Tents for the homeless are seen on August 16, 2023 on a Skid Row sidewalk in Los Angeles, California, where homelessness has seen a 10 percent surge compared to last year. A recent report from the Los Angeles Homeless Services Authority reveals an estimate of 42,260 people living on the streets of Los Angeles without shelter, as the homeless population has more than doubled over the past decade. (Photo by Frederic J. BROWN / AFP) (Photo by FREDERIC J. BROWN/AFP via Getty Images)

California is considering new approaches to solving its homelessness problem. | AFP via Getty Images

“There’s a recognition that in this nation we screwed this up, for all the goodwill and good intentions.”

California Democratic Gov. Gavin Newsom

California Gov. Gavin Newsom is asking Golden State voters to approve a plan to alleviate the state’s homelessness problem and better serve residents who have a mental illness or a substance-use disorder.
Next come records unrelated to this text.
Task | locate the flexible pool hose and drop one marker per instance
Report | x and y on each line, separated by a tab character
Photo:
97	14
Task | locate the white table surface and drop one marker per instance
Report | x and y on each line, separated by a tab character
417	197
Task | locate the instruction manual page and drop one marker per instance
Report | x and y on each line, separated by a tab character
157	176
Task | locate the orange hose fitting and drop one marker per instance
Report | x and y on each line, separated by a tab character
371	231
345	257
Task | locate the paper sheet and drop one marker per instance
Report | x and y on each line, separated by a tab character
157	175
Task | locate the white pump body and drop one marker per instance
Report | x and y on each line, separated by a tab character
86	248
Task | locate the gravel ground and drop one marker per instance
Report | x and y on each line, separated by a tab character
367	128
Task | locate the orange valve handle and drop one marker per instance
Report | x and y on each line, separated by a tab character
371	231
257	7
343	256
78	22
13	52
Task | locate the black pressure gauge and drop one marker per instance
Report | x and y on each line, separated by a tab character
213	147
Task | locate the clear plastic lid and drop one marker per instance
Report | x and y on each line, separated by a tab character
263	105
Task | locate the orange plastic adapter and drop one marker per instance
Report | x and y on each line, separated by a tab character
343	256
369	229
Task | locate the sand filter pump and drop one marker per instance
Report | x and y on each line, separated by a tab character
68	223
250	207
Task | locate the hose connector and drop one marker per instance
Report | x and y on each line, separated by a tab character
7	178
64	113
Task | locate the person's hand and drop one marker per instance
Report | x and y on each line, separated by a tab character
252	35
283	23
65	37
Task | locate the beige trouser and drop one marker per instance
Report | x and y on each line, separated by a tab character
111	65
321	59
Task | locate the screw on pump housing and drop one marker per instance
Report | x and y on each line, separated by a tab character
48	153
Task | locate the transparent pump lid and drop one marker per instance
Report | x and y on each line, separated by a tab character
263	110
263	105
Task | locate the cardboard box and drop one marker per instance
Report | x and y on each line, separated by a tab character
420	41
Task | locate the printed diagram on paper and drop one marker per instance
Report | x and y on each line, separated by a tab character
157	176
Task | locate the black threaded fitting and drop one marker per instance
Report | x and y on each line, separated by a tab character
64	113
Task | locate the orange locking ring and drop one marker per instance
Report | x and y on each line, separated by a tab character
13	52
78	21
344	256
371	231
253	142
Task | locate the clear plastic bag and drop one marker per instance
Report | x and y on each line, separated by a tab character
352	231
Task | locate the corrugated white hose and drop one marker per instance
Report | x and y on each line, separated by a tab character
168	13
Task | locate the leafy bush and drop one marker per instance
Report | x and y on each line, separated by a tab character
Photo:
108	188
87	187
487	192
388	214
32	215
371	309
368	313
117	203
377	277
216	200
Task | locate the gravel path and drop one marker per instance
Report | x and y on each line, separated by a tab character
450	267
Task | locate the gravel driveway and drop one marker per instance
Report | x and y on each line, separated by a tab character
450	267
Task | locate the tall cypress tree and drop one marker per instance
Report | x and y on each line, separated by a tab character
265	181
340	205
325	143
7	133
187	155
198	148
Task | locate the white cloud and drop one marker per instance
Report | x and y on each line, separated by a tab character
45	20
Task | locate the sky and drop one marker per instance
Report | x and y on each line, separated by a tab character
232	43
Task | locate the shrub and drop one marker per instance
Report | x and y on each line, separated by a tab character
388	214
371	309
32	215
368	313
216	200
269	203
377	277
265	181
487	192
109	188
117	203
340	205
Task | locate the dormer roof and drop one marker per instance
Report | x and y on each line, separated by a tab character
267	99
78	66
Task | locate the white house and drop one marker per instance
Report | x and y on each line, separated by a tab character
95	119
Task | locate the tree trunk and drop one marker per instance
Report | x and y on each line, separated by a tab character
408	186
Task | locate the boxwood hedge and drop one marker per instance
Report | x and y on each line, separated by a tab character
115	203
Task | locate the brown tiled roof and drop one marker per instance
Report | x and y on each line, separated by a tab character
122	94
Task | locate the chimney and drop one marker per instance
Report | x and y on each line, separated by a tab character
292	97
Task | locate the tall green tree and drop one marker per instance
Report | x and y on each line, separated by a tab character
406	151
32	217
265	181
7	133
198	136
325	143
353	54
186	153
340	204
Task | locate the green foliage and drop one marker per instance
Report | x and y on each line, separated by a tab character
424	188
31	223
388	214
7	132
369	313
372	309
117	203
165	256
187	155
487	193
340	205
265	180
He says he sees it as a way of correcting the public policy mistakes of the past.

How so? Newsom signed laws last week that create a ballot measure asking voters to shift public health resources to the state’s sickest residents and prioritize housing them, POLITICO’s Rachel Bluth reports.

A major component of the package involves changing how counties spend tax money earmarked for behavioral health care.

The measure would require counties to spend roughly a third of their mental health budgets on housing interventions. If voters approve, counties will have to spend about another third on intensive services for people living on the street. The last third would go to a host of other mental health programs run by counties, including early interventions and workforce training.

New money: The other part of the package is a $6.38 billion bond that would be used to build more than 11,000 new treatment beds for those with severe mental health and substance use disorders. If approved, the plan is to use a portion of the money to build permanent supportive housing for veterans struggling with mental illness or addiction and who are at risk of becoming homeless.

The rest of the money would go for grants to rehabilitate or create new treatment beds in various settings.

What’s next? California voters will decide if they like the plan in March.